MAHO’s Cotman Vistas also houses the Anderson Center for Accessible Living which provides information and resources on accessibility and housing for individuals with disabilities, as well as educational programs and advocacy services. The Anderson Center is constantly in the process of developing new programs and activities geared to improving access to accessible housing. Keep checking the Anderson Center for new and exciting additions to its programs and resources!

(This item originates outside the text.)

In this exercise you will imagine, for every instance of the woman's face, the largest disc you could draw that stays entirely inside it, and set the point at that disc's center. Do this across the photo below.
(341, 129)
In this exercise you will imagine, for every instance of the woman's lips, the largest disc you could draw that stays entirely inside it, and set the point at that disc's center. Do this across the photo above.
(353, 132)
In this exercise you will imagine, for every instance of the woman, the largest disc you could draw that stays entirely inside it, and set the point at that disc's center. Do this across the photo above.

Here are some additional resources:
AARP Universal Design Home Modification: www.aarp.org/universalhome/
Adaptive Environments Center, Inc. Universal Design: http://www.adaptenv.org/universal/
Center for Universal Design at North Carolina State University: www.design.ncsu.edu/cud
Universal Design can make your home more accessible, flexible, and safer. It is not only relevant for individuals with disabilities, but for people in all stages of life, including families with small children, people of shorter or taller than average heights, people who are unexpectedly injured or who would like to age in their home. An “average” home can sometimes get in the way, literally. So I recommend that you get to know the concepts of Universal Design and apply them to your home and your world so you can be Master of Your Universe!